Four dates explain most of the confusion in this comparison.
January 2021: Elastic relicensed Elasticsearch and Kibana from Apache 2.0 to SSPL/Elastic License with version 7.11, aimed squarely at AWS selling managed Elasticsearch. April 2021: AWS responded by forking the last Apache-2.0 release, 7.10.2, as OpenSearch. August 2024: Elastic added AGPLv3 as a third license option — Elasticsearch became OSI-approved open source again. September 2024: AWS transferred OpenSearch to the Linux Foundation, creating the OpenSearch Software Foundation and removing the "it’s just AWS’s fork" objection.
Both projects, in other words, fixed their original weakness. Elasticsearch is no longer proprietary-ish; OpenSearch is no longer single-vendor. What neither fixed is the split itself: indices, plugins, and clients stopped being interchangeable at 7.10, and five years of independent releases have made the gap permanent. Anyone promising you a trivial migration between them in either direction is describing 2021.
Practical consequence: treat them as two products that share ancestry and a query DSL dialect, the way MariaDB and MySQL share one. Choose on governance, cloud alignment, and which feature set maps to your workload — not on the assumption that you can switch later with a config change.
OpenSearch Service plus free security analytics, fed by Firehose and CloudWatch. The integration gravity and the pricing both point the same way.
E-commerce or content search where relevance moves revenue
Elasticsearch
Hybrid retrieval, semantic_text, reranking, ES|QL — the relevance toolchain is deeper and improving faster.
Open-source-only policy, self-hosted
OpenSearch
Apache 2.0 across engine, dashboards, and security features, governed by a foundation. No license lawyer required.
Established Elastic stack, wondering whether to jump
Elasticsearch
The AGPL option removed the main reason teams fled in 2021. A migration means reindexing, retooling dashboards, and retraining — pay that only for a concrete win.

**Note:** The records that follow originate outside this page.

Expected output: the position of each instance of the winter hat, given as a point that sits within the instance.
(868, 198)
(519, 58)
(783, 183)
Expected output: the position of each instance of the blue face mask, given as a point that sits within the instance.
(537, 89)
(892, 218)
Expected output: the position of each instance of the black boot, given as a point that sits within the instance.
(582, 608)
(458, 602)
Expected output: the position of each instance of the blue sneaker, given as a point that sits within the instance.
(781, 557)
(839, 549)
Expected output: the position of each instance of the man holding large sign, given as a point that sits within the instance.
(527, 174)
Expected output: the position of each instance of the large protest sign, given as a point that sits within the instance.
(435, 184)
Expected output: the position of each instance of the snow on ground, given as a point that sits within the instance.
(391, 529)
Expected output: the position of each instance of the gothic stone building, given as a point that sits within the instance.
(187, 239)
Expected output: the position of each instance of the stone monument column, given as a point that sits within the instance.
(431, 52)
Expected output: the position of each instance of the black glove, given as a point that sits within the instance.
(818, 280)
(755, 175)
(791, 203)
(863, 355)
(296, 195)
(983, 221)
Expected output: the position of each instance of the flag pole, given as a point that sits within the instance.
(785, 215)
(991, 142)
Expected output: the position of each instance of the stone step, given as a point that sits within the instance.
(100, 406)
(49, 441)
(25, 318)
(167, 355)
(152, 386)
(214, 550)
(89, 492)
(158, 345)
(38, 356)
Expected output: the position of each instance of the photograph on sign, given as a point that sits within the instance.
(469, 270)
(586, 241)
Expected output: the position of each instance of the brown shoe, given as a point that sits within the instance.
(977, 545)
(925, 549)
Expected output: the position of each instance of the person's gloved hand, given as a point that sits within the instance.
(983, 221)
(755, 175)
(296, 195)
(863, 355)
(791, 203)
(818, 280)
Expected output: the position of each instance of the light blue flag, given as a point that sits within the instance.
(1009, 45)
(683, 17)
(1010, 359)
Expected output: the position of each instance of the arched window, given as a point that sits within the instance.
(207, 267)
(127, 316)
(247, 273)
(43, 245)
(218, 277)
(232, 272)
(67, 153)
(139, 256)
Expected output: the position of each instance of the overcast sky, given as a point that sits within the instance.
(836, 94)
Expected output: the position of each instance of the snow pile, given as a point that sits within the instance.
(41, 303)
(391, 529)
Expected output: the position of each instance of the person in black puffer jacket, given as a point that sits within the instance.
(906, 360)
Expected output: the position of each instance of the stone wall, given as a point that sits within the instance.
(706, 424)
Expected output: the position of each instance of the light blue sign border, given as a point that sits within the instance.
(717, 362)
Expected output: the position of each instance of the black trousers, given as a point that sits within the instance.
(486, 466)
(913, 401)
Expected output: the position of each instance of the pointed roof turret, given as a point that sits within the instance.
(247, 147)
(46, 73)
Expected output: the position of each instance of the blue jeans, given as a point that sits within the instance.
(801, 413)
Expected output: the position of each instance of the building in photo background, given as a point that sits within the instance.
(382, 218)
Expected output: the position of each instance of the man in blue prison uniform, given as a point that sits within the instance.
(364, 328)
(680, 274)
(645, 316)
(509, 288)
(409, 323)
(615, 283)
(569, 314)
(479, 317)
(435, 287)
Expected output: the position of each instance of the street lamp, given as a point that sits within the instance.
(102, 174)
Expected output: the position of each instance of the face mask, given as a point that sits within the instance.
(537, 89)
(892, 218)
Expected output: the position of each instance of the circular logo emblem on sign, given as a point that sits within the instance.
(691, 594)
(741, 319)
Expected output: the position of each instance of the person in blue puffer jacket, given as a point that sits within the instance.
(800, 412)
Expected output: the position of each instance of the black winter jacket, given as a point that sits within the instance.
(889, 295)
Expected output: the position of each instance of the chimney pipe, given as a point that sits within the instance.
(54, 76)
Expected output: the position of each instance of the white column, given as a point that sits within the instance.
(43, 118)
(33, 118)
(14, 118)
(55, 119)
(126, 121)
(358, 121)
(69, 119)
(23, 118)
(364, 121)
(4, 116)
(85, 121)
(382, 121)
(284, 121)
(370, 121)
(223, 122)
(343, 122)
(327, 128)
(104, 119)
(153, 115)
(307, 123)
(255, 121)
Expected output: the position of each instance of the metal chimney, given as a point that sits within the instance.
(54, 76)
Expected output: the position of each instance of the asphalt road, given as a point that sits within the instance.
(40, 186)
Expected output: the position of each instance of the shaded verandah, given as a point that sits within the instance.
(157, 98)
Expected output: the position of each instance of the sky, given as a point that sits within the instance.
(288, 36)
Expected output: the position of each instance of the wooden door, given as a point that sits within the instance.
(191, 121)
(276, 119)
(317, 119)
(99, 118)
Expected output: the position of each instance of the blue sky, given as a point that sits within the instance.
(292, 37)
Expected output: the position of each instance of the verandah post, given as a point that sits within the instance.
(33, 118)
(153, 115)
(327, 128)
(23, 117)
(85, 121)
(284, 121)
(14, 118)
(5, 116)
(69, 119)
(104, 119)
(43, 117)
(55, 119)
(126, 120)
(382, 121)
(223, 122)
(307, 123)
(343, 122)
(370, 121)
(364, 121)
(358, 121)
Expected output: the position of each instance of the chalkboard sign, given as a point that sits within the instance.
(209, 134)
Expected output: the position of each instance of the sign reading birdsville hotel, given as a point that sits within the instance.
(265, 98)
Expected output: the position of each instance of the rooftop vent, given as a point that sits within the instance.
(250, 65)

Vector search backing a RAG feature on AWS
OpenSearch
OpenSearch k-NN is mature, Bedrock-integrated, and serverless if you want it. Elastic’s vector work is excellent too — this pick is about platform fit.
Mostly log search, cost is the complaint
Quickwit or ClickHouse
If you never use relevance scoring, a search cluster is an expensive way to grep. Object-storage-native log search or a columnar store cuts the bill structurally.